College Not For All

       I'm going to start by saying that I went to college, my wife went to college, my siblings went to college, I want my children to go to college, and everyone I work with went to college.  I'm a big fan of "going to college".  College provides specialized knowledge in a specific field of study; often by people who are experts in that field.  There is a benefit to going to college, but since this post is about "not going to college", I'll just say that the benefits of college are well documented.
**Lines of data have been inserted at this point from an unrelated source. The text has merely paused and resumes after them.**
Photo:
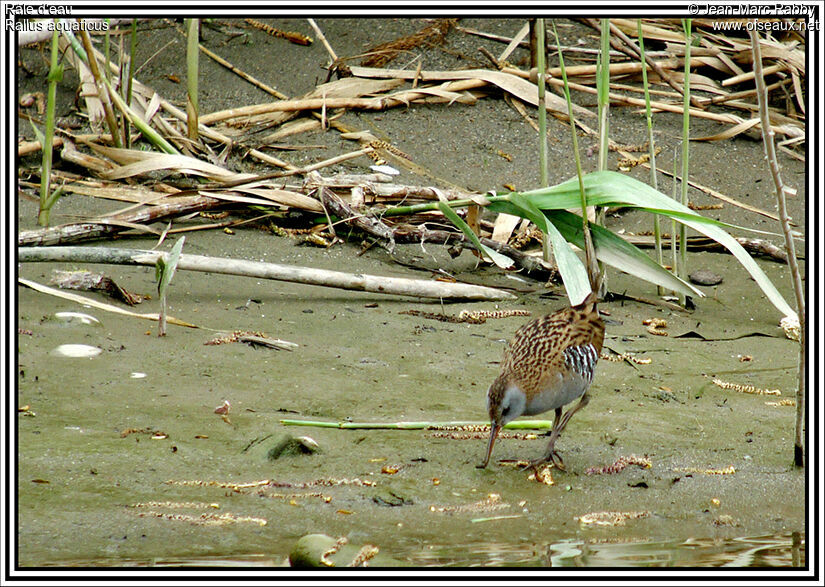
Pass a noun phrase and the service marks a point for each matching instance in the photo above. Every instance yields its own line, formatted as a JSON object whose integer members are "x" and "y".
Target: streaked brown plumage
{"x": 548, "y": 364}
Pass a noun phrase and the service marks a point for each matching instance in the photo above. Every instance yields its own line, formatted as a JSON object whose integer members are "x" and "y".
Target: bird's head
{"x": 505, "y": 402}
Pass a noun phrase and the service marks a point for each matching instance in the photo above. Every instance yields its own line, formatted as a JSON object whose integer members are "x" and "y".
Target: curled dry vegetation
{"x": 197, "y": 179}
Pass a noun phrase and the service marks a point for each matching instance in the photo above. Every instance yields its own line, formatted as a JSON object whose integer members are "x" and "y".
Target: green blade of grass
{"x": 500, "y": 260}
{"x": 617, "y": 252}
{"x": 572, "y": 270}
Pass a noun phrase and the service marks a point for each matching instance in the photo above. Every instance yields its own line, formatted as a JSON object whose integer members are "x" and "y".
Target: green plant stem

       So why am I (a lifelong educator) writing about not going to college?  Because public school desire to teach ALL students.  All students are welcome in our public schools.  We take all students.  We don't have some sort of litmus test that permits some students to enter our public schools and denies others t enter; we take everyone.  And in doing so, we have an obligation to teach all students.  This means that we teach the students who are college-bound as well as those that are not.  This leads to the dilemma of all public schools: Are we preparing students for college?  Are we preparing them for the world of work?  Or, Are we doing both?  (And if the answer is the latter, then How do we do that?)

       We know that all students won't go to college.  (source)  We also know that some will go to college and won't finish college. (sourceHere is a slideshow of 25 jobs that don't require a college degree--although nearly all (or actually all) of these jobs require some sort of education and/or training beyond high school.  So the question remains, How do prepare the college-bound students and the non-college-bound students at the same time?

       The simple answer is that this is a complex problem.  It is a problem that (in my opinion) requires multiple options and pathways for high school students.  It is a problem that does not lend itself to one-size-fits-all solutions.

       It is fair to say that all public schools recognize this need to prepare students for their lives beyond high school--whatever they may be.  But it is also fair to say that some requirements are aimed (more) at the college-bound students than at the non-college-bound students.

       My solution views these two subgroups of students as much more alike then different in terms of the skills and knowledge that they need for both college and work.  Clearly, reading and basic mathematics understanding is needed.  By "reading", I include understanding the context of what is being read; and I include reading and understanding non-fiction and technical manuals.  Our civilized world requires reading.  Medical reports, insurance papers, legal documents such as wills and mortgages all require a level of reading in which people can read and understand.  By "basic mathematics", I include understanding and calculating things such as sales tax and interest income.  People should be able to gain information from a chart, graph, or table of numbers.  People need to know what a percent means and what fractions mean.  Calculators can do the calculations, but people need to do the "understanding".  Beyond reading and mathematics, I believe that a good understanding of other typical high school subjects is needed to help people gain an understanding of the world and the people around them.  These include science, history, art, some computer skills, health, and knowing a foreign language--which is extremely common outside of the United States.

       Beyond these academics, I believe that the rules and regulations that take place in a high school and in the classroom should instill in our students a sense of right and wrong as well as a sense of how to exist as an adult in society.  When my daughter was in kindergarten, her teacher told us that everything they do has a purpose.  What may look like "fun" or "downtime" to the non-kindergarten-teacher observer, has a purpose.  Similarly, everything in high school should have a purpose.  Whether you are going to college or work, you need to be on time, you need to be polite, you need to listen.  You need to learn from others and you need to be able to work with others.  You need to know that sometimes you'll get some help to do things and sometimes you have to do things on your own.  You need to be responsible and you need to take on responsibilities.

       It seems to me that when employers complain about young people in the workplace, it isn't so much that they lack reading and mathematics skills--although I hear this as well.  It is more that they lack the ability to accept responsibilities, to understand written and verbal directions, and to follow through on important tasks.  These skills are needed for the college students also.

       College isn't for everyone.  But public schools and their graduation requirements and daily rules and regulations are for everyone.  Learning is a lifelong skill.  It doesn't stop on graduation day.  We want all students to succeed regardless of the path they take after college.